Rudis Sylva dial engraving

Mechanical and manual crafts at Rudis Sylva

After hundreds of hours of work, a prestigious order of three unique pieces signed by the brand with the three-fir logo is on its way to Oman. The pieces are an ode to craftsmanship.
 

By David Richard

Since BaselWorld 2009, expert Haute Horlogerie fanatics do no longer need to see the three-fir logo to recognize Rudis Sylva products. Once we succumb to the hypnotic charm of the “Oscillateur Harmonieux” movement, we will always be able to distinguish it from any other complication. At a time when tourbillons, karussels and resonance systems are striving to look for potential growth markets, it was ingenious to create an innovation that the greatest master watchmakers acknowledged to be as important as the Breguet tourbillon. This rare creation appealed to Haute Horlogerie fan Mohammed Zaman, for whom Jacky Epitaux, CEO of Rudis Sylva, recently created the three spectacular pieces in tribute to the new era of the Sultanate of Oman.

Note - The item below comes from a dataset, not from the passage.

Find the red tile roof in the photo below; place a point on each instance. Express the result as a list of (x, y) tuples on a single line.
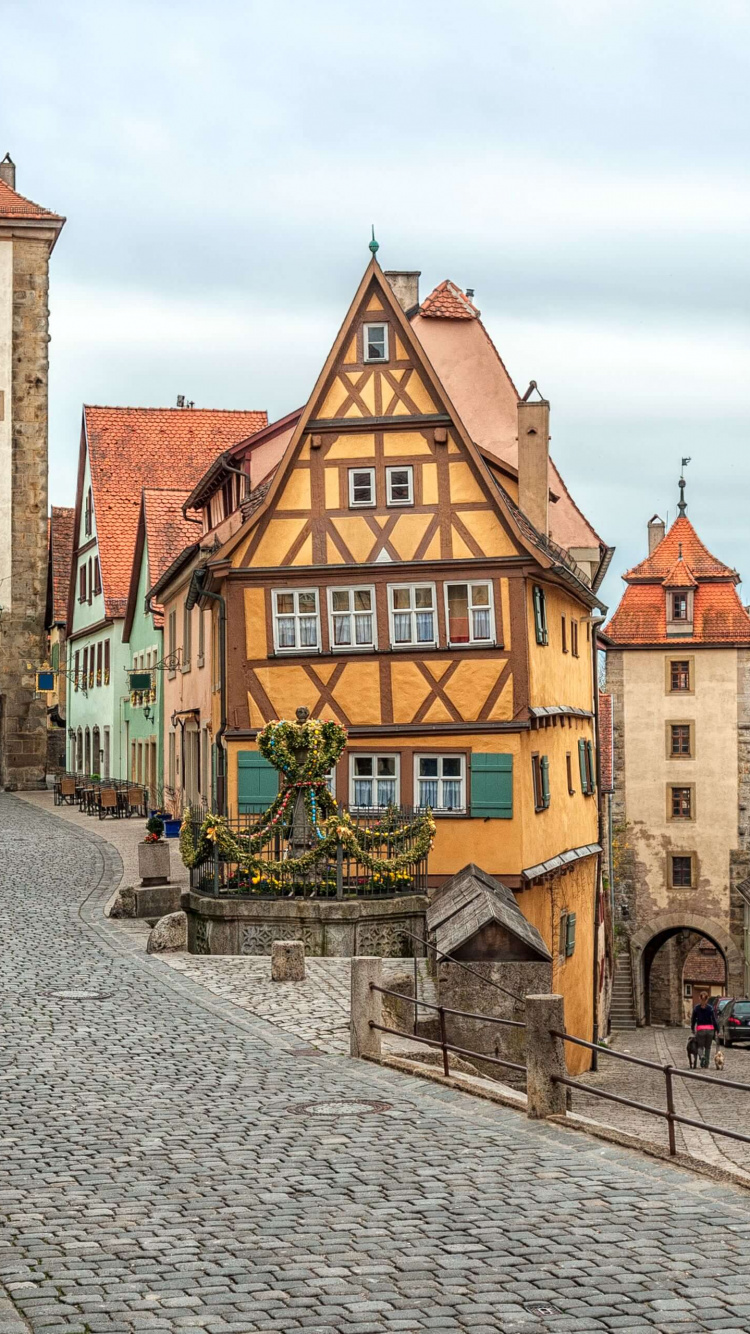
[(16, 206), (718, 615), (681, 538), (606, 742), (131, 448), (449, 303), (62, 527)]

These three exceptional watches pay tribute to craftsmanship

Manual watchmaking crafts

Watchmaking aficionados know that details always make the difference. Yet, in order to understand this it is not enough to take a watch in our hand and admire it. In order to appreciate the true codes of prestigious watchmaking we need to look at pieces closely and admire the nuances and the incredible execution of manual work.  Such is the case of these three watches, whose dial’s bottom openworked section fulfills a double aim: to show the watch’s movement and to evoke the domes in the magical East. The pieces are decorated with manual engravings and Grand Feu enamels and they feature contemporary architectural works that illustrate the Sultanate’s modernity; namely the airport, the Opera and the Parliament. Sylvain Bettex, engraver at Glypto, drew these based on photos, an even more complicated task seeing as the airport had not been finished at the time. The “bas relief” technique gives the dials a 3D dimension; a highly artistic piece of work that gives the pieces some depth thus allowing the enamel to be clearly differentiated.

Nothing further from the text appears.